O pai e a mãe acordaram os filhos de madrugada. Traziam a expressão de novidade e fascínio. Andamos até a rua de cima. Vários amigos já estavam aguardando, alguns com colchas e cobertores nas costas. Não me lembro exatamente o ano, foi no início da década de 70, e nem mesmo o cometa que procurávamos. Lembro-me de crianças e adultos na madrugada olhando para o céu.
A mesma cena de Contatos Imediatos do Terceiro Grau (1977), de Steven Spielberg. Pessoas sentadas na estrada à noite. As espaçonaves passam num jogo de luzes e cores e desaparecem na escuridão. Spielberg começava a mostrar o seu fascínio por mundos e seres desconhecidos que habitam a mente das crianças. O final de Contatos Imediatos do Terceiro Grau representa o imaginário de quem sempre vasculhou o universo a procura de objetos não identificados. As notas musicais, as pequenas espaçonaves dançando no céu, a gigantesca nave flutuando sobre a terra, o deslumbramento no olhar de François Truffaut (nesse momento, creio, é o próprio Truffaut e não o cientista que ele interpreta). Cenas inesquecíveis de um filme carregado de otimismo e esperança.
Em E.T., o Extraterrestre (1982), Spielberg mostrou a saída para o medo e a intolerância que dominam o mundo adulto: o olhar das crianças. O filme é das fábulas mais ternas de todos os tempos. Duas crianças de mundos diferentes, quase incomunicáveis, evoluem da estranheza para a amizade. As cenas são mostradas sob o ponto de vista das crianças. E. T. combate a ideologia alardeada pelos antigos filmes de ficção científica produzidos no auge da guerra fria entre EUA e URSS que sempre colocavam os alienígenas como ameaça, o invasor.
No filme de Spielberg, a ameaça vem dos adultos. Na cena da perseguição, as crianças fogem de bicicleta dos carros da polícia que chega a fazer um cerco à mão armada aos fugitivos.

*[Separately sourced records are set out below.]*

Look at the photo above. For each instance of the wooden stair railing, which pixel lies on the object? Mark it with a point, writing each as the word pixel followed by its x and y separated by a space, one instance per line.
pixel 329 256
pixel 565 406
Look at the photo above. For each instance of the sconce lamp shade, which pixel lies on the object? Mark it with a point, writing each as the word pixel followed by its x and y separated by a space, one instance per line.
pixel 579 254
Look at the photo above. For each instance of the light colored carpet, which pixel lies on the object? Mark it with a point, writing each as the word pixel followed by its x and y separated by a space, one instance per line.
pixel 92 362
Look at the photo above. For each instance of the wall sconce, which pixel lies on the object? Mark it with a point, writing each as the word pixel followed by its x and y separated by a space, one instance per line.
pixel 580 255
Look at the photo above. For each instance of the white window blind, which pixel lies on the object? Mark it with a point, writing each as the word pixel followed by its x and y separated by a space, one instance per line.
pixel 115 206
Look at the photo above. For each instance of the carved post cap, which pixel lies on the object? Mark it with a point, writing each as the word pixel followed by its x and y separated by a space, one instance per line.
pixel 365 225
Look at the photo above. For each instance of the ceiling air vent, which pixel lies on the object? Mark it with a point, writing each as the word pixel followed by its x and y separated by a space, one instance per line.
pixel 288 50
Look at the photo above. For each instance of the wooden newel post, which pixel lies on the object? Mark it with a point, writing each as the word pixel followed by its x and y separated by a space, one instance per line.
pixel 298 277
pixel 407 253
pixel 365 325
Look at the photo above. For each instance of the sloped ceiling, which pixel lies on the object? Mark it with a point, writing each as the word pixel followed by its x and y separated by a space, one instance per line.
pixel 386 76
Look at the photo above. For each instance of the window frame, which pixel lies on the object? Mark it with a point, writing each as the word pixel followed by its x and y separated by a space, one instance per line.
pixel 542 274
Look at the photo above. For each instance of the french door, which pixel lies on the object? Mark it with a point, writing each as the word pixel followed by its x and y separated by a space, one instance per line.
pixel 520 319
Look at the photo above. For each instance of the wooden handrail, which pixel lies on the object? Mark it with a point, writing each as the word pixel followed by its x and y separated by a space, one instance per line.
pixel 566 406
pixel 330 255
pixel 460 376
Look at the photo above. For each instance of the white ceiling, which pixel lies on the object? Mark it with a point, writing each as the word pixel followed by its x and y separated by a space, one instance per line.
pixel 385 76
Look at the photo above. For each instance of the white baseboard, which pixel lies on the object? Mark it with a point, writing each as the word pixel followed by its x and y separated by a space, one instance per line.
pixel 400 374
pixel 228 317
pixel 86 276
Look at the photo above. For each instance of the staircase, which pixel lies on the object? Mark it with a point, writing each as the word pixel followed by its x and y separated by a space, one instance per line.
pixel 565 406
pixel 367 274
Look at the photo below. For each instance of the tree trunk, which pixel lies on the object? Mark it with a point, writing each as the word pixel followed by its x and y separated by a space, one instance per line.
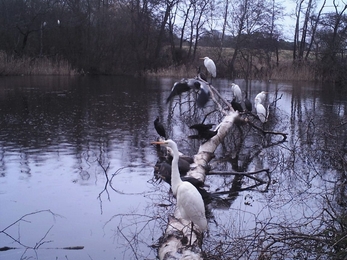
pixel 174 243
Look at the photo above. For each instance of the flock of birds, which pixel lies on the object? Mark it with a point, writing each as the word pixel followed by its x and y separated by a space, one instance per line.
pixel 188 190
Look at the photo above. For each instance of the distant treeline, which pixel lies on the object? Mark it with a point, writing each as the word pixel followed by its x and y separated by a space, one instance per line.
pixel 135 37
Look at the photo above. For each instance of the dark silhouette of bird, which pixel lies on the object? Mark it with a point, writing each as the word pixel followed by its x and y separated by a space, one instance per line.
pixel 159 128
pixel 185 85
pixel 204 132
pixel 248 103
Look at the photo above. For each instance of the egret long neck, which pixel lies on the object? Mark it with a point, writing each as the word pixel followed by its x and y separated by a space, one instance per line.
pixel 175 175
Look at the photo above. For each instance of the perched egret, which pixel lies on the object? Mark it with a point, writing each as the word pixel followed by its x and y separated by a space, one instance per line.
pixel 200 74
pixel 248 103
pixel 163 172
pixel 210 66
pixel 189 201
pixel 236 91
pixel 159 128
pixel 260 109
pixel 191 84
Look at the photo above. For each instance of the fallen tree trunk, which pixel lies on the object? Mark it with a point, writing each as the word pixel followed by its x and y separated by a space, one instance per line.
pixel 179 242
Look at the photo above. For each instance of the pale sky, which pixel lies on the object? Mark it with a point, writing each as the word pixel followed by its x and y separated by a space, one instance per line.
pixel 288 22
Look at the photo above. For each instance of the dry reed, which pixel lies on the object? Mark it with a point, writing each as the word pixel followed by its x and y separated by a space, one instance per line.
pixel 10 65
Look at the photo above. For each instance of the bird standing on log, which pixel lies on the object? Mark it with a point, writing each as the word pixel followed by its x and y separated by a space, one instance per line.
pixel 189 200
pixel 210 66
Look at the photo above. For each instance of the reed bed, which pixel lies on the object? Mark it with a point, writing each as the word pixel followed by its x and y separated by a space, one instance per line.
pixel 11 65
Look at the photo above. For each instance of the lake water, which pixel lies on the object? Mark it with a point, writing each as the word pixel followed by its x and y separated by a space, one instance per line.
pixel 62 139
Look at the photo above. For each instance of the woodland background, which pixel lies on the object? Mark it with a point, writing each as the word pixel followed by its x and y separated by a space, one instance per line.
pixel 244 38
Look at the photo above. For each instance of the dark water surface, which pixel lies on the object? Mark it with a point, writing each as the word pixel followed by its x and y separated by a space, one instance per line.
pixel 59 136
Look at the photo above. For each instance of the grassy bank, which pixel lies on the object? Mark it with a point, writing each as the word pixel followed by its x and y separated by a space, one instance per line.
pixel 252 68
pixel 10 65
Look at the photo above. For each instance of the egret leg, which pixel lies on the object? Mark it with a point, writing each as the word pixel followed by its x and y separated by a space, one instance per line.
pixel 191 234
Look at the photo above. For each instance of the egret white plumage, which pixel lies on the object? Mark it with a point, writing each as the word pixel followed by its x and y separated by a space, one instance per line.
pixel 200 74
pixel 210 66
pixel 189 201
pixel 260 109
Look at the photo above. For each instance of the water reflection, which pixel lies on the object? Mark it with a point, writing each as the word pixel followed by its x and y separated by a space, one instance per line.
pixel 62 137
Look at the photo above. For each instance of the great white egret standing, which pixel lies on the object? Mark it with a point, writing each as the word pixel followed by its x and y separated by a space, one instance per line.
pixel 200 74
pixel 189 201
pixel 210 66
pixel 237 93
pixel 260 109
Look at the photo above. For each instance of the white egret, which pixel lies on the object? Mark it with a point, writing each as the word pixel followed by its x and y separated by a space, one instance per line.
pixel 237 93
pixel 159 128
pixel 189 201
pixel 210 66
pixel 260 109
pixel 200 74
pixel 261 97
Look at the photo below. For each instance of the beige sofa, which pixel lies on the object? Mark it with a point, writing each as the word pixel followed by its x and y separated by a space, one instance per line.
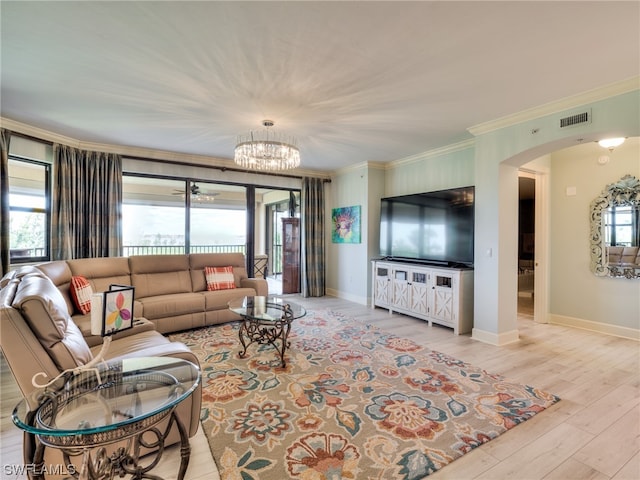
pixel 170 290
pixel 40 330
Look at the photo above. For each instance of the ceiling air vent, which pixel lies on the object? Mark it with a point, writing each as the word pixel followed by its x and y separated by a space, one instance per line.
pixel 577 119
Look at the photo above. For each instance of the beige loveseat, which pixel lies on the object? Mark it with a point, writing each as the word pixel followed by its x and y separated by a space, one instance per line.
pixel 41 331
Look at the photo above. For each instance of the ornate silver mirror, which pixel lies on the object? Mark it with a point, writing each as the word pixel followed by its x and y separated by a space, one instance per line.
pixel 615 230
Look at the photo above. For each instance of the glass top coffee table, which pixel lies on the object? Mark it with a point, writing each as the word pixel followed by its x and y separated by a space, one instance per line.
pixel 266 320
pixel 129 398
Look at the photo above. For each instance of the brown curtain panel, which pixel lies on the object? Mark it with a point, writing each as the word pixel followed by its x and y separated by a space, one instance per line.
pixel 5 234
pixel 87 201
pixel 313 261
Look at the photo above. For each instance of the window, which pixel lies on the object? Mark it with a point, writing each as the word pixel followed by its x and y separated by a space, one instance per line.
pixel 29 182
pixel 159 217
pixel 153 216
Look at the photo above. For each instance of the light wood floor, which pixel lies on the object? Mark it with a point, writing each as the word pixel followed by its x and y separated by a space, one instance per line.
pixel 592 433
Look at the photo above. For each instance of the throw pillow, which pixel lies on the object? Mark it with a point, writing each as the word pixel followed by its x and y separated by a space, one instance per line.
pixel 219 278
pixel 81 292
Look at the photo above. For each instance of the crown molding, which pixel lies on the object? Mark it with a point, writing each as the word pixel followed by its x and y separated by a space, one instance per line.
pixel 436 152
pixel 139 152
pixel 611 90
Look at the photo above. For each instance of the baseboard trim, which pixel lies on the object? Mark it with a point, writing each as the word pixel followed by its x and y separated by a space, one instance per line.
pixel 613 330
pixel 497 339
pixel 346 296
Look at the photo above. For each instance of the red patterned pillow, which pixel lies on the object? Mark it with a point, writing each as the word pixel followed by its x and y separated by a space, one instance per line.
pixel 219 278
pixel 81 292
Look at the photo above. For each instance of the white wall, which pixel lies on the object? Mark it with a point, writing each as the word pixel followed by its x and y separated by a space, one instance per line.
pixel 491 164
pixel 497 151
pixel 578 296
pixel 347 263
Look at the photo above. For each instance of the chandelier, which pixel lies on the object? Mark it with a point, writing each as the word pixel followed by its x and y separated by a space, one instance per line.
pixel 266 150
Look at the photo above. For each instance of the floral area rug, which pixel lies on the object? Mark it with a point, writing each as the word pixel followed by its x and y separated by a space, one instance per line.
pixel 353 402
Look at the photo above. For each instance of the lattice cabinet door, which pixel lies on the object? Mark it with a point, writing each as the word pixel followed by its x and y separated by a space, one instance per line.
pixel 443 305
pixel 419 300
pixel 382 282
pixel 401 292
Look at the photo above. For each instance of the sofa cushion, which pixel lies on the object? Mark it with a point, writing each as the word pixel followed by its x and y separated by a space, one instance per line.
pixel 219 278
pixel 45 310
pixel 102 272
pixel 173 304
pixel 81 291
pixel 60 274
pixel 154 275
pixel 198 262
pixel 219 299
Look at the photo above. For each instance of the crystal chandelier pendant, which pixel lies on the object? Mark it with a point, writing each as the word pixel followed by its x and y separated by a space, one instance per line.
pixel 267 150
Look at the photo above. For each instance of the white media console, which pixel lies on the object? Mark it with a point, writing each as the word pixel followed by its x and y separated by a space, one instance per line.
pixel 437 294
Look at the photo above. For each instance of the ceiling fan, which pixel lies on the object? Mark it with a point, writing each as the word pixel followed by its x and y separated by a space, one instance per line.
pixel 198 195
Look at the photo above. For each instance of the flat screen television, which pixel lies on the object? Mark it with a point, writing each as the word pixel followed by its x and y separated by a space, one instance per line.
pixel 431 227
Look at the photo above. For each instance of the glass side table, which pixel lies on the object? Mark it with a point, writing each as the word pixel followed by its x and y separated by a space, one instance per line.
pixel 85 415
pixel 265 321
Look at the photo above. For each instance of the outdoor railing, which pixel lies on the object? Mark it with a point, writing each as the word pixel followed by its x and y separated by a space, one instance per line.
pixel 24 255
pixel 130 250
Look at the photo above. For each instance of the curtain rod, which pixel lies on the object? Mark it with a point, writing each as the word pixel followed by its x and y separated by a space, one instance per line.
pixel 188 164
pixel 221 168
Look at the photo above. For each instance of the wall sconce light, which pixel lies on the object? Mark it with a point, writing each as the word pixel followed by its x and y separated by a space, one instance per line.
pixel 611 143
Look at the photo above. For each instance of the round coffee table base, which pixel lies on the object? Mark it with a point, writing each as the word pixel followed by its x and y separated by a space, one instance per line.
pixel 253 330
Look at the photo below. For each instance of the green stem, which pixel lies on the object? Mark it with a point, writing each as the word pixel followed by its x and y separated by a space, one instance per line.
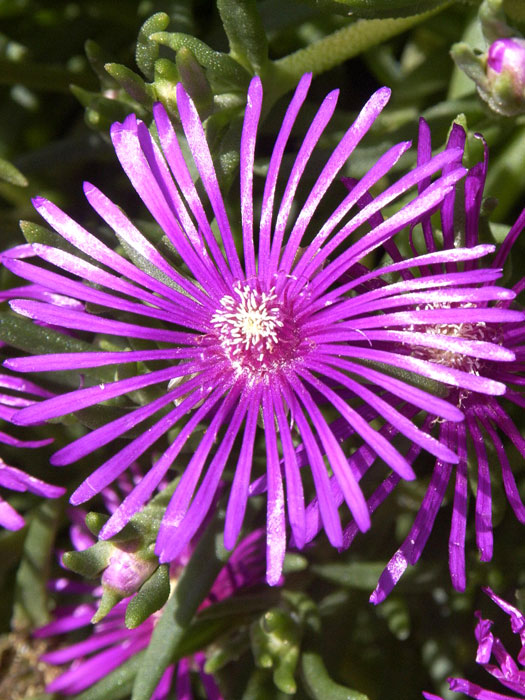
pixel 192 588
pixel 343 44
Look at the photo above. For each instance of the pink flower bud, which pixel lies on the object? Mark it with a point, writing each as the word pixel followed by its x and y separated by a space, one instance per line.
pixel 127 571
pixel 507 57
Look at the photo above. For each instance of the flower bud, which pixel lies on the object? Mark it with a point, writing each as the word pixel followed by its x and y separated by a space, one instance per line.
pixel 127 570
pixel 506 75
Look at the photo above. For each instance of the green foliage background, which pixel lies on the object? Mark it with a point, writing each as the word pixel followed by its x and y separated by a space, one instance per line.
pixel 67 70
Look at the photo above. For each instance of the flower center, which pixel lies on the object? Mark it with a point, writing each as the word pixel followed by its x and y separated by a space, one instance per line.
pixel 256 333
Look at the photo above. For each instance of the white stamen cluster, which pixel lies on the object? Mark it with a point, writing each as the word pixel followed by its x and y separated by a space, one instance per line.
pixel 248 322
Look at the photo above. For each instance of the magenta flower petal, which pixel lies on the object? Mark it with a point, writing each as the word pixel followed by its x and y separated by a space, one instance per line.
pixel 285 331
pixel 470 358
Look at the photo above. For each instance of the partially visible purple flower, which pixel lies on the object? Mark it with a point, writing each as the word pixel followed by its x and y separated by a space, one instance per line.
pixel 509 673
pixel 110 642
pixel 485 416
pixel 275 337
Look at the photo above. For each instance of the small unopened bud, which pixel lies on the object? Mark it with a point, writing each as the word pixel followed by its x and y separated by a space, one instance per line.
pixel 127 570
pixel 506 75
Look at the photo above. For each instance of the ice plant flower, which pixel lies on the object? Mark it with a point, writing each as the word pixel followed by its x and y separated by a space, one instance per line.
pixel 271 338
pixel 16 393
pixel 486 418
pixel 503 667
pixel 110 643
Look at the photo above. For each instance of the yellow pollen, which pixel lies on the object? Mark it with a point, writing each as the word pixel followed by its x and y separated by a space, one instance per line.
pixel 249 321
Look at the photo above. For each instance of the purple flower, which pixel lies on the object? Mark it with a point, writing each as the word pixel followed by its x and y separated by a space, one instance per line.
pixel 16 393
pixel 485 416
pixel 279 334
pixel 110 643
pixel 504 668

Na edição comemorativa de vinte anos do filme, Spielberg substituiu, usando recursos digitais, as armas dos policiais por walkie-talkies. Achava a violência das armas exagero num filme carregado de lirismo.
Lirismo que vem da infância do diretor. A bicicleta de Elliot voando na noite e passando em frente à lua é bela referência a Peter Pan. O roteiro de Melissa Mathison e a direção mágica de Spielberg reservaram um final capaz de comover o mais empedernido espectador. Impossível não deixar a lágrima correr na hora do abraço do E. T. em Elliot. No meu caso, algumas lágrimas a mais, carregadas de lembranças: o filme termina com crianças e adultos olhando para o céu.